With the hundreds of offenders that probation, parole and law enforcement officials must track in the region, some -- like the seven found in The Times' investigation -- can slip beneath the radar, said John Thorstad, Lake County's chief of probation.

"We try to do our best, and only a few offenders showing addresses where they shouldn't be versus the hundreds you found that are living where they should is a pretty good record," Thorstad told The Times.

But what bothers Thorstad and Stephen Meyer, Porter County's assistant probation chief, is dozens of sex offenders can and do live where they please once terms of their probation or parole are complete.

Meyer, whose office monitors some sex offenders after they are released from prison, said a probation of a few years often is not enough to rehabilitate the worst offenders -- those who violated children.

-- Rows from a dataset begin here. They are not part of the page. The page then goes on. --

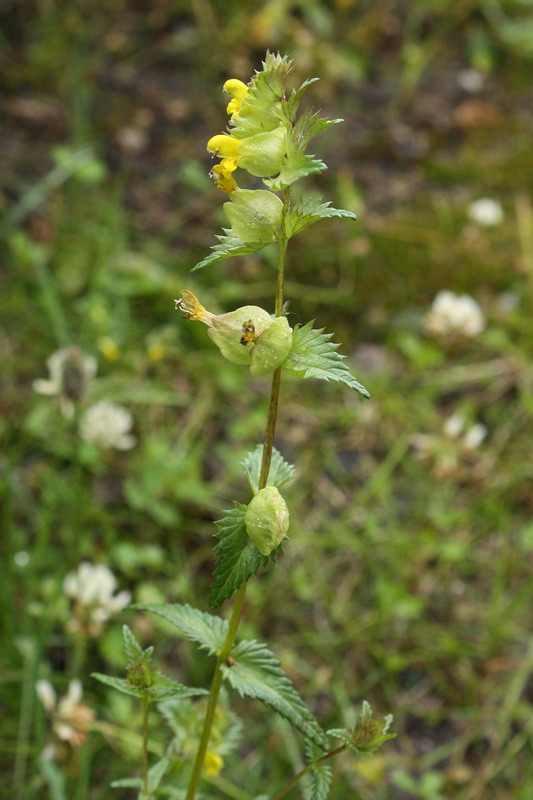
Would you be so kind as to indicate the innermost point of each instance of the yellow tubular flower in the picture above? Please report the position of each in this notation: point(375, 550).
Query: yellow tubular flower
point(223, 177)
point(238, 91)
point(223, 146)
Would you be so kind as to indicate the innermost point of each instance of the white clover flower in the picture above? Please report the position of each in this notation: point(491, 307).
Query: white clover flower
point(486, 212)
point(71, 371)
point(470, 439)
point(71, 719)
point(107, 425)
point(92, 587)
point(450, 453)
point(453, 315)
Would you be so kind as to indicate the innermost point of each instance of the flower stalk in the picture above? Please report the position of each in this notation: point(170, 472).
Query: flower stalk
point(236, 613)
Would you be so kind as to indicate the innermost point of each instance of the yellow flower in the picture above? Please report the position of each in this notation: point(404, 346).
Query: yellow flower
point(191, 308)
point(238, 91)
point(223, 177)
point(260, 155)
point(213, 763)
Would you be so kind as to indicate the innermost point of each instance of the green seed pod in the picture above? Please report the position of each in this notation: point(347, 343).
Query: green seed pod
point(228, 331)
point(267, 519)
point(271, 347)
point(254, 214)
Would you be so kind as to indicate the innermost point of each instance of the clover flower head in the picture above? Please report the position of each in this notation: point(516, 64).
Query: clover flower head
point(92, 589)
point(71, 371)
point(486, 212)
point(454, 315)
point(107, 425)
point(452, 450)
point(71, 719)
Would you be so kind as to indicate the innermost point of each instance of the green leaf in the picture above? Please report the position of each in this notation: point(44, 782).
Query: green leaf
point(313, 355)
point(199, 626)
point(368, 734)
point(162, 687)
point(297, 165)
point(237, 556)
point(295, 99)
point(229, 246)
point(318, 781)
point(310, 125)
point(310, 210)
point(280, 470)
point(132, 648)
point(256, 672)
point(261, 110)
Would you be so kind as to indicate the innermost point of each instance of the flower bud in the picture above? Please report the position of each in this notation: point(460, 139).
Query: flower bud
point(267, 519)
point(271, 347)
point(254, 214)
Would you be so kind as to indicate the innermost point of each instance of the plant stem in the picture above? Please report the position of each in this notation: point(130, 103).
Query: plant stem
point(235, 618)
point(146, 705)
point(294, 780)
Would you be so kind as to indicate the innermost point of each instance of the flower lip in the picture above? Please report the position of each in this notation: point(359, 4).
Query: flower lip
point(223, 145)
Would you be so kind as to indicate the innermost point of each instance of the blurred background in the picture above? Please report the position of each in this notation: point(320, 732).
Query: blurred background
point(407, 580)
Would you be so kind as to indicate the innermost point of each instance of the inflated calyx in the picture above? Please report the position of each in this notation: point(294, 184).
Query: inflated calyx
point(267, 519)
point(248, 335)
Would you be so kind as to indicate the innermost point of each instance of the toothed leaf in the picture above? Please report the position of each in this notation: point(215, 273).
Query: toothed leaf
point(205, 629)
point(297, 165)
point(161, 688)
point(237, 556)
point(229, 246)
point(313, 355)
point(256, 672)
point(309, 211)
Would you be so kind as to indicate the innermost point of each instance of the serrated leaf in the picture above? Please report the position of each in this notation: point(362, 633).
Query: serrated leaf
point(309, 211)
point(280, 470)
point(199, 626)
point(297, 165)
point(256, 672)
point(310, 125)
point(132, 648)
point(229, 246)
point(318, 781)
point(295, 99)
point(161, 689)
point(313, 355)
point(261, 110)
point(237, 556)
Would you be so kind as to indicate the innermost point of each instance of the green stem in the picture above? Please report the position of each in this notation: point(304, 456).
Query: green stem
point(235, 618)
point(294, 780)
point(146, 706)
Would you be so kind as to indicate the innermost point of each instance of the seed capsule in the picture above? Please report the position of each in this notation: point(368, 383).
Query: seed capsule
point(271, 347)
point(267, 519)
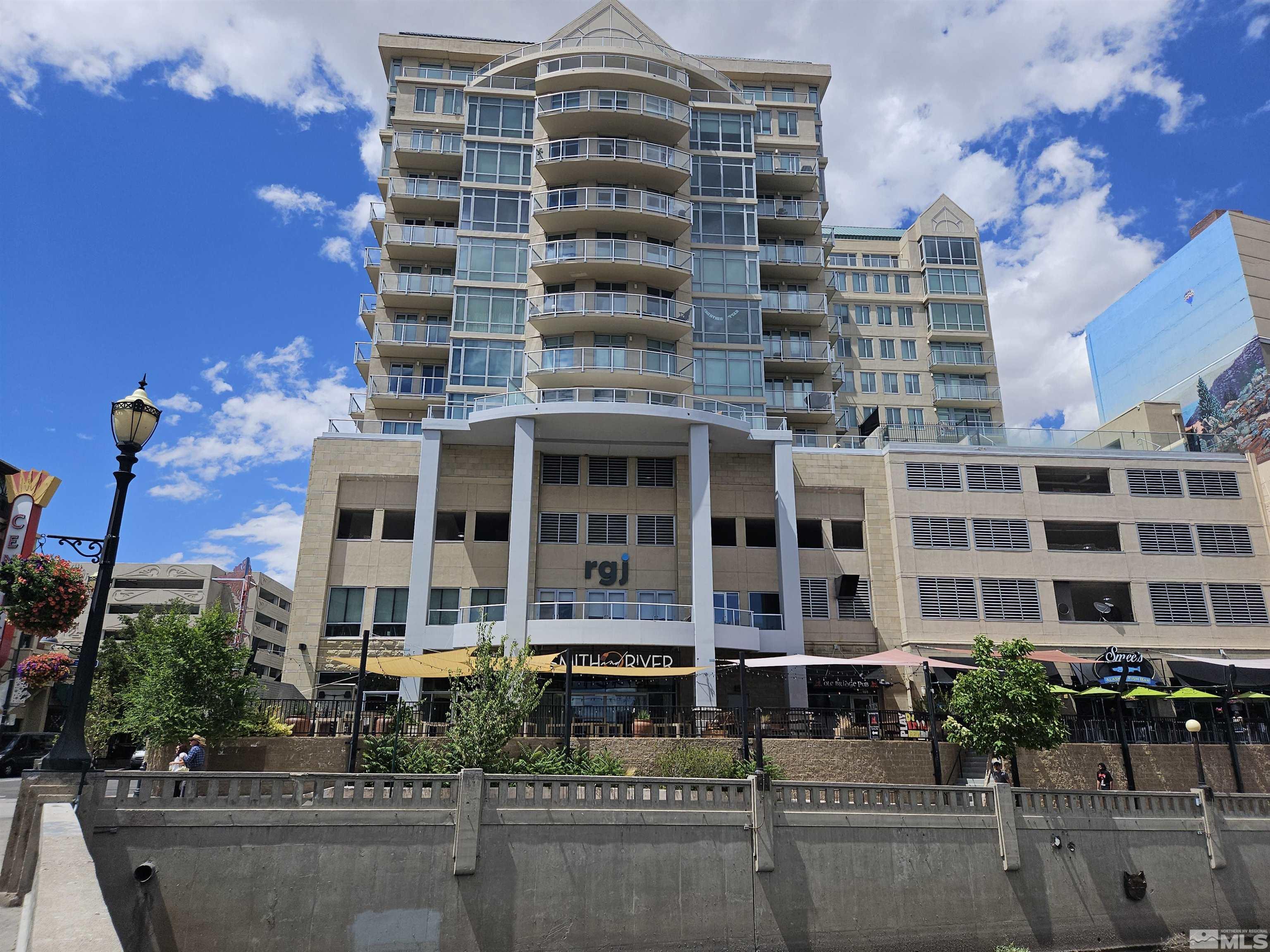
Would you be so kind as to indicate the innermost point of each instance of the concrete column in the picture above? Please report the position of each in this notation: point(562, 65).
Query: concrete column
point(788, 563)
point(421, 555)
point(520, 532)
point(703, 564)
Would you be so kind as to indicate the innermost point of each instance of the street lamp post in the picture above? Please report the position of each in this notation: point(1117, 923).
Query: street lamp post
point(133, 423)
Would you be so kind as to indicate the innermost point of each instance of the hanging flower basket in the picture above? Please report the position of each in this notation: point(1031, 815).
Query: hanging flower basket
point(42, 672)
point(43, 595)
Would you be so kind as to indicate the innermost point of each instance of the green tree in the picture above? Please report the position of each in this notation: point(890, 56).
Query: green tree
point(488, 706)
point(186, 677)
point(1005, 704)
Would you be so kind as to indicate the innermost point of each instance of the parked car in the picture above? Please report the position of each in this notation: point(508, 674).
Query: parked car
point(22, 751)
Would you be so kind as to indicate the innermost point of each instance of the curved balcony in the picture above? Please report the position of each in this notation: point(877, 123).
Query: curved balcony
point(613, 210)
point(613, 112)
point(795, 309)
point(611, 313)
point(607, 367)
point(417, 290)
point(802, 405)
point(417, 342)
point(425, 196)
point(432, 152)
point(785, 171)
point(567, 73)
point(610, 259)
point(792, 262)
point(789, 217)
point(567, 160)
point(421, 243)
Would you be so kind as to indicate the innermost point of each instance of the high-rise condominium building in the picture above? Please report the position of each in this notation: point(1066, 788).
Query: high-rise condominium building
point(629, 394)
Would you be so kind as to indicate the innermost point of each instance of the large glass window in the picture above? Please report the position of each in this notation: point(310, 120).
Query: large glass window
point(498, 163)
point(721, 272)
point(722, 133)
point(489, 310)
point(723, 177)
point(489, 210)
point(492, 116)
point(504, 261)
point(718, 321)
point(728, 372)
point(486, 364)
point(717, 224)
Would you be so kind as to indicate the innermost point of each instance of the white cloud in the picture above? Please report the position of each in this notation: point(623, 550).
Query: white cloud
point(181, 488)
point(212, 375)
point(182, 403)
point(270, 536)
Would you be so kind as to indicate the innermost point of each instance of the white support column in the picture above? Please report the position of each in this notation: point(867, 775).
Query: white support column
point(520, 532)
point(788, 563)
point(421, 555)
point(703, 564)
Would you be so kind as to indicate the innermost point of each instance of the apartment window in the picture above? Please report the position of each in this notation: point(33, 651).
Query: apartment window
point(355, 524)
point(606, 471)
point(654, 471)
point(723, 531)
point(559, 528)
point(559, 470)
point(939, 532)
point(1212, 484)
point(1071, 479)
point(1225, 540)
point(991, 478)
point(947, 598)
point(816, 598)
point(494, 210)
point(390, 607)
point(1153, 483)
point(1165, 539)
point(492, 116)
point(1178, 602)
point(345, 612)
point(1082, 536)
point(492, 527)
point(606, 530)
point(654, 530)
point(760, 533)
point(1010, 600)
point(398, 525)
point(450, 527)
point(1239, 605)
point(504, 261)
point(933, 475)
point(858, 605)
point(847, 533)
point(1001, 535)
point(953, 281)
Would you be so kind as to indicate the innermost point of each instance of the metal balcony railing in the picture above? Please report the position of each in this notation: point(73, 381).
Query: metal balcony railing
point(609, 358)
point(613, 200)
point(434, 285)
point(610, 250)
point(421, 235)
point(604, 148)
point(611, 304)
point(613, 61)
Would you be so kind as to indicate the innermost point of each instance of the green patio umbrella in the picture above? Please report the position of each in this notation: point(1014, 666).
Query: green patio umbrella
point(1193, 695)
point(1143, 691)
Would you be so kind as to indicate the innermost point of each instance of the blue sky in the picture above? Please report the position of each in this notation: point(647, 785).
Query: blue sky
point(183, 192)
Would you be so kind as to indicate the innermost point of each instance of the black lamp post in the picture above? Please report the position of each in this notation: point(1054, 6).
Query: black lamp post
point(133, 423)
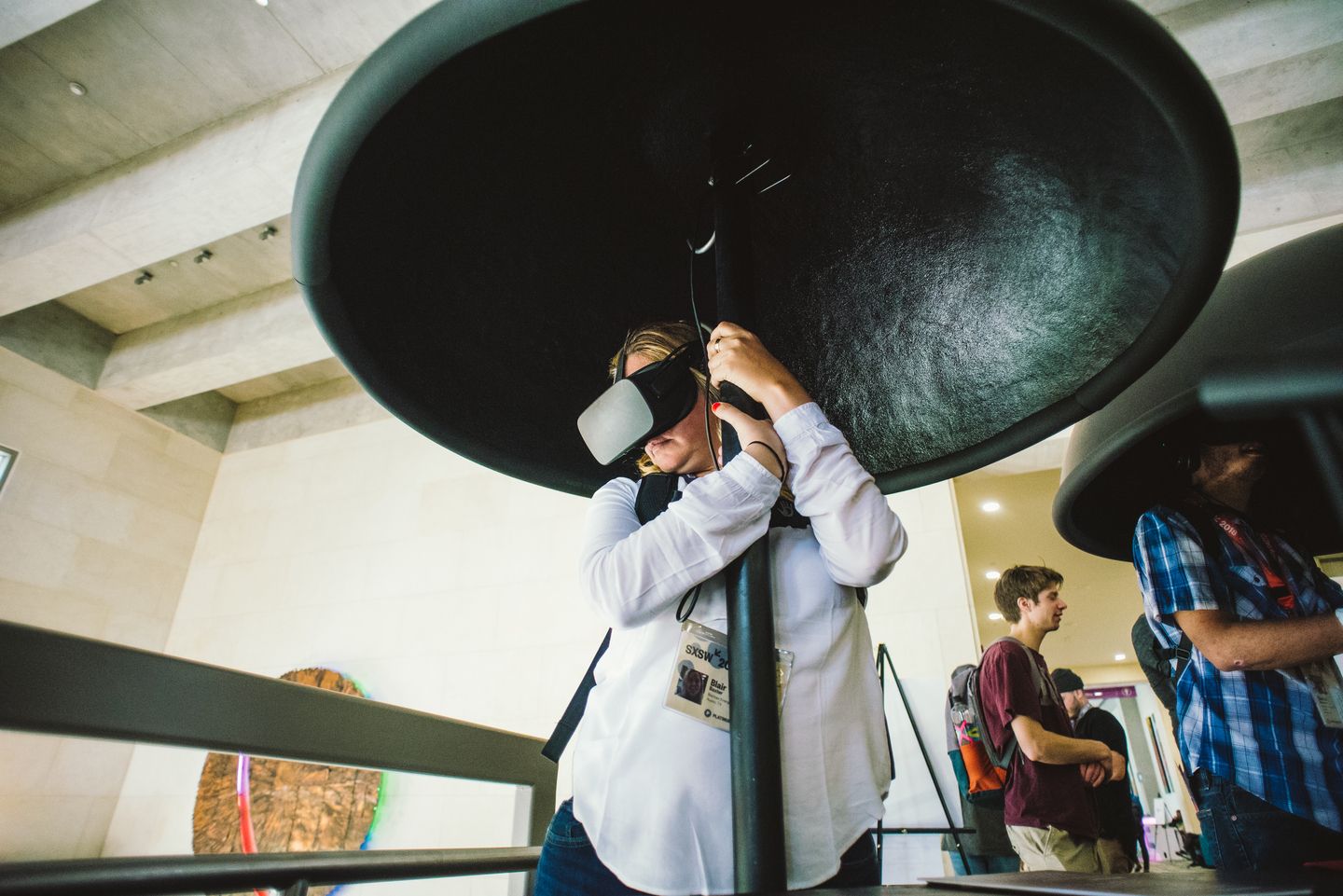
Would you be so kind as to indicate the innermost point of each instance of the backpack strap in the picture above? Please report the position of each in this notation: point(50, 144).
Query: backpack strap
point(1180, 653)
point(554, 747)
point(1010, 747)
point(657, 492)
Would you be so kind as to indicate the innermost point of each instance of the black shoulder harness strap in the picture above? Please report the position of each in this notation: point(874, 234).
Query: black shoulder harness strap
point(657, 492)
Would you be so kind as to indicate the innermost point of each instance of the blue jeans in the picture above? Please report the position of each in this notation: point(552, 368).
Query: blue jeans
point(1241, 832)
point(570, 865)
point(985, 864)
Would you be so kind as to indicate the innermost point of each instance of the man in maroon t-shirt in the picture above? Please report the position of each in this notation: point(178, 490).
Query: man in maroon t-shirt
point(1050, 810)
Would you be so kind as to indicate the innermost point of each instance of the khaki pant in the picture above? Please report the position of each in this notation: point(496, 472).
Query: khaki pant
point(1113, 857)
point(1053, 849)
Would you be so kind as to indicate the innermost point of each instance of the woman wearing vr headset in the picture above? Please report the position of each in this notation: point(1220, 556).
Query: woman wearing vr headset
point(653, 809)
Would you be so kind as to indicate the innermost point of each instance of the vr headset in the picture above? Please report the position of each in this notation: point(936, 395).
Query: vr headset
point(637, 407)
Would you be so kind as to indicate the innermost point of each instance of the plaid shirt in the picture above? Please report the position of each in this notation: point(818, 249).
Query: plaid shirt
point(1259, 730)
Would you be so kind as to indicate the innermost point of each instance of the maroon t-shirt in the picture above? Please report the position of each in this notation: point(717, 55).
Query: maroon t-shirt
point(1037, 794)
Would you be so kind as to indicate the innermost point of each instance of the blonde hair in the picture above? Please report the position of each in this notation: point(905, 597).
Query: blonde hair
point(656, 341)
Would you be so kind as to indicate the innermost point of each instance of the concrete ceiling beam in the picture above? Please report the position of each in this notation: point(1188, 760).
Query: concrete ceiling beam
point(1225, 36)
point(229, 343)
point(1284, 85)
point(214, 182)
point(21, 18)
point(1291, 167)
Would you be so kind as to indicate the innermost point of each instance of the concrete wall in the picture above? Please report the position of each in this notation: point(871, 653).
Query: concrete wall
point(98, 521)
point(446, 587)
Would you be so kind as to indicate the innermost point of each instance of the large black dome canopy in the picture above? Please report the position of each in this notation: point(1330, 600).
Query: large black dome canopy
point(998, 213)
point(1282, 310)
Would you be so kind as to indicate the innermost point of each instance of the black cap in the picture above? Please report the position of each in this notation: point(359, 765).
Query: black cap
point(1067, 680)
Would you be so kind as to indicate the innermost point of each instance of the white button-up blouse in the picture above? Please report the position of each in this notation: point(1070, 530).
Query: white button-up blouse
point(653, 786)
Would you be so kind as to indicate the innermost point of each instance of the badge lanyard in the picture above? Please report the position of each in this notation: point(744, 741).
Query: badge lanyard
point(1266, 555)
point(699, 685)
point(1321, 676)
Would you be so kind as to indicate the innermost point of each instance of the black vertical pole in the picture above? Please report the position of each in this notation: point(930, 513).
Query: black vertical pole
point(756, 768)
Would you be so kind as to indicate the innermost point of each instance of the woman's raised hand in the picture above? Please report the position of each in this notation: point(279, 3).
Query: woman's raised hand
point(741, 357)
point(757, 438)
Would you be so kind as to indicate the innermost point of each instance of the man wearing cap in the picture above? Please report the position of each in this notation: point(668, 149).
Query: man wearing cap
point(1259, 624)
point(1117, 844)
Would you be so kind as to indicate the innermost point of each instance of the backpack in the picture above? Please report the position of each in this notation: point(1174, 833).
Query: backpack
point(980, 768)
point(979, 780)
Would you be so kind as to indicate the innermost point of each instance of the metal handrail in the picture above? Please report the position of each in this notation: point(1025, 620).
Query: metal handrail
point(173, 875)
point(62, 684)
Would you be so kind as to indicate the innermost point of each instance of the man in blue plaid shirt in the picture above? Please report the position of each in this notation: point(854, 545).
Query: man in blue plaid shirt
point(1267, 768)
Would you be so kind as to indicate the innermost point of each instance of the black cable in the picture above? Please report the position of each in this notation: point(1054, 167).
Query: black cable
point(783, 470)
point(704, 353)
point(683, 612)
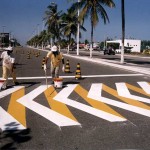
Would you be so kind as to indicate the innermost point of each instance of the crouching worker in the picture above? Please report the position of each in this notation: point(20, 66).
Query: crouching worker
point(55, 61)
point(8, 66)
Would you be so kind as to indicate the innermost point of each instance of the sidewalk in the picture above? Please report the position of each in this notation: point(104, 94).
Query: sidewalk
point(112, 63)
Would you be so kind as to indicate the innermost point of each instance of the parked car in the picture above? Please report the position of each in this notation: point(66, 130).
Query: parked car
point(109, 52)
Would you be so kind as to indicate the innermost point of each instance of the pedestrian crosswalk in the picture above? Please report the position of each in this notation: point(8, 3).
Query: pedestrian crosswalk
point(95, 103)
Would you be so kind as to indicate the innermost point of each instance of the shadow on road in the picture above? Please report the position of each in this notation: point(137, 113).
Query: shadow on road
point(9, 139)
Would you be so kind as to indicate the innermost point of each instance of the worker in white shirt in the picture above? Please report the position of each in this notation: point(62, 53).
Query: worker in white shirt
point(56, 58)
point(8, 61)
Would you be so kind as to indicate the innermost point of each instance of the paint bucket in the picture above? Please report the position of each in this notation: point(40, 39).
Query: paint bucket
point(2, 82)
point(58, 82)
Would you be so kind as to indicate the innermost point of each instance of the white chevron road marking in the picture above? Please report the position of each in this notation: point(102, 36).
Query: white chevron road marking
point(7, 122)
point(9, 91)
point(45, 112)
point(95, 93)
point(145, 86)
point(124, 92)
point(62, 96)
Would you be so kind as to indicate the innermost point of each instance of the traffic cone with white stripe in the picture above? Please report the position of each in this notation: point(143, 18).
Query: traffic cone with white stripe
point(43, 62)
point(67, 67)
point(78, 72)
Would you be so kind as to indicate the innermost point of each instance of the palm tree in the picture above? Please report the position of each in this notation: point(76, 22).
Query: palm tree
point(70, 25)
point(52, 17)
point(123, 30)
point(94, 9)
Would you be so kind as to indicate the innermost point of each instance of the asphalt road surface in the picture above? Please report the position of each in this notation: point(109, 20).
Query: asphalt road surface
point(107, 109)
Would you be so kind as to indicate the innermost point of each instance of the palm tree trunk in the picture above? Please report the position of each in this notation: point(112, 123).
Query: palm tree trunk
point(91, 47)
point(123, 30)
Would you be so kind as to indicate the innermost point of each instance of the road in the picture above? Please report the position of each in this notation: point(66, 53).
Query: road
point(108, 108)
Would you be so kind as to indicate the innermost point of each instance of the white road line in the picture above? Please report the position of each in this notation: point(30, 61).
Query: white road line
point(7, 122)
point(94, 94)
point(84, 76)
point(9, 91)
point(62, 97)
point(45, 112)
point(145, 86)
point(124, 92)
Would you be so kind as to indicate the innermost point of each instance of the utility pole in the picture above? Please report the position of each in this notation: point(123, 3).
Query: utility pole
point(78, 32)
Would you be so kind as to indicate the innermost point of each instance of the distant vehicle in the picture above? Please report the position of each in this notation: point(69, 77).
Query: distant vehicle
point(109, 51)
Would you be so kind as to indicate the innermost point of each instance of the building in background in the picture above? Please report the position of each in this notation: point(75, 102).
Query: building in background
point(4, 39)
point(129, 44)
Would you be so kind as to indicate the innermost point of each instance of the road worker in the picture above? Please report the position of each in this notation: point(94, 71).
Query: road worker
point(8, 61)
point(56, 58)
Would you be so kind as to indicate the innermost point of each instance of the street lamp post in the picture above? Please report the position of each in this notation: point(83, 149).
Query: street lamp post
point(78, 31)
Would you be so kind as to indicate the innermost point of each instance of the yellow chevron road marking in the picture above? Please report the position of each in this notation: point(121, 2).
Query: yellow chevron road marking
point(96, 104)
point(139, 90)
point(15, 109)
point(57, 106)
point(127, 100)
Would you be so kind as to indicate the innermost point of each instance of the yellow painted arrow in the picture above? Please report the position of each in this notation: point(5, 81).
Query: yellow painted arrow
point(96, 104)
point(15, 109)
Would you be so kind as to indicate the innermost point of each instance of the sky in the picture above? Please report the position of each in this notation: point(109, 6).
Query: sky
point(24, 18)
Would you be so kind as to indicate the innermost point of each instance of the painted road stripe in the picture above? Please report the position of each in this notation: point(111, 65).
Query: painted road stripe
point(7, 122)
point(145, 86)
point(84, 76)
point(16, 109)
point(45, 112)
point(62, 96)
point(9, 91)
point(57, 106)
point(123, 91)
point(136, 89)
point(124, 99)
point(94, 94)
point(96, 104)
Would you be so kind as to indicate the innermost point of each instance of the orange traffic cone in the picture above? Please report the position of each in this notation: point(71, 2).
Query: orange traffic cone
point(67, 67)
point(78, 72)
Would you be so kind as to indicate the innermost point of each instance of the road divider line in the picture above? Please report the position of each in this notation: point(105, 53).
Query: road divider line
point(59, 107)
point(84, 76)
point(124, 92)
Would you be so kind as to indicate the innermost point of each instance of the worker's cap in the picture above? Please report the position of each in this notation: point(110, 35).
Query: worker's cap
point(9, 48)
point(54, 48)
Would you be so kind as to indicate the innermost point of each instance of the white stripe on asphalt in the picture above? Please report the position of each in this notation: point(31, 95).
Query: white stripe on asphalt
point(62, 97)
point(94, 94)
point(9, 91)
point(45, 112)
point(7, 122)
point(84, 76)
point(124, 92)
point(145, 86)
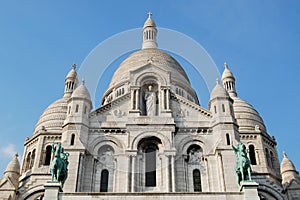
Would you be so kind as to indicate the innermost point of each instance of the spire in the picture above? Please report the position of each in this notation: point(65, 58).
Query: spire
point(288, 170)
point(71, 81)
point(149, 33)
point(12, 170)
point(228, 81)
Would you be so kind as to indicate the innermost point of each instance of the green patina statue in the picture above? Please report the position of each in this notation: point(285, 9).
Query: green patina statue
point(242, 167)
point(59, 165)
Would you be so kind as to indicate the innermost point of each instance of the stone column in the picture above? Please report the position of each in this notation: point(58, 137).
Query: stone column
point(173, 172)
point(133, 172)
point(52, 191)
point(163, 98)
point(132, 99)
point(168, 99)
point(137, 99)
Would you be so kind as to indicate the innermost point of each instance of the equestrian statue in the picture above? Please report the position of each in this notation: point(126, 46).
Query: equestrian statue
point(242, 165)
point(59, 165)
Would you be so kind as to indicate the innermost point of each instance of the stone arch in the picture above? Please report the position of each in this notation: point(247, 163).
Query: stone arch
point(186, 142)
point(166, 143)
point(116, 144)
point(149, 74)
point(33, 192)
point(268, 190)
point(106, 140)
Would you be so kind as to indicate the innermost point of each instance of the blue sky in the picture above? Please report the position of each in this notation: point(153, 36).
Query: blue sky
point(39, 41)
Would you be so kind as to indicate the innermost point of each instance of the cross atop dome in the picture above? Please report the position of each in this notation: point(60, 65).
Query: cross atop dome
point(149, 33)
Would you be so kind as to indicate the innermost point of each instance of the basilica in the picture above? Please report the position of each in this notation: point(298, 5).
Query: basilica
point(150, 139)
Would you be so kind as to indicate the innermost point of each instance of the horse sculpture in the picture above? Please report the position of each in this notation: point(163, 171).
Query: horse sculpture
point(242, 168)
point(59, 165)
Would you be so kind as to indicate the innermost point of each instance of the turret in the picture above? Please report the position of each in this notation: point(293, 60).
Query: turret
point(221, 107)
point(288, 170)
point(71, 82)
point(12, 171)
point(149, 33)
point(228, 81)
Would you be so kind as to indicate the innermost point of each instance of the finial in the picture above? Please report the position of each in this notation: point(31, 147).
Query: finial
point(217, 81)
point(284, 154)
point(225, 65)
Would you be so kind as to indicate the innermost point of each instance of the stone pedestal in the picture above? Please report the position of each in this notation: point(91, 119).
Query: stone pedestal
point(250, 190)
point(52, 190)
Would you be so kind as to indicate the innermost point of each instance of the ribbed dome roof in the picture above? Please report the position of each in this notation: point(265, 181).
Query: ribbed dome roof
point(54, 116)
point(145, 56)
point(149, 23)
point(13, 165)
point(247, 117)
point(81, 92)
point(218, 91)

"One problem is that you put all of these controls on the offender while they are in jail, prison or on probation -- all of these rules are in place. Then, one day, the rules just all go away, and the offenders don't have that structure anymore. They are no longer on probation and can go and live where they want," Meyer said.

Couple that with a system that has little or no success in curing pedophiles, and the public has reason for concern, said Meyer, whose officers make visits to the homes of probationary sex offenders and sometimes employ land surveyors to ensure they are not living too close to schools.

Lake and Porter counties have had some success in changing offenders' behaviors through post-prison counseling programs, Meyer pointed out.

"But once a pedophile, always a pedophile," said Meyer, arguing a need for some offenders -- particularly those who prey on children -- to remain on probation and to be bound by the state's 1,000-foot residency restriction for life. "There is nothing wrong with lifetime probation in some of these cases."

Thorstad agreed, even though most sex offenders, whose names and addresses are listed on public and law enforcement registries, did not stalk schoolyards, parks or day-care centers in search of their victims.

"They groomed their victims, got to know them," he said, noting that the majority of sex offenses against children are committed by a parent, step-parent or close family friend.

As a parent himself, Thorstad said he understands why the public would want to keep anyone who has molested children -- regardless of how old the offense is or whether the offender knew the victim -- from living near the schools and day-care centers their children attend every day.

One mother, formerly of Gary and now living in southern Indiana, agreed.

Her daughter -- at age 10 -- was raped by a neighbor who she believed had been a family friend. That offender, no longer on parole or probation, is living across the street from a Gary elementary school.

"It's perfectly legal for him to be there, and that's just wrong," she said. "It's disgusting and should not be tolerated."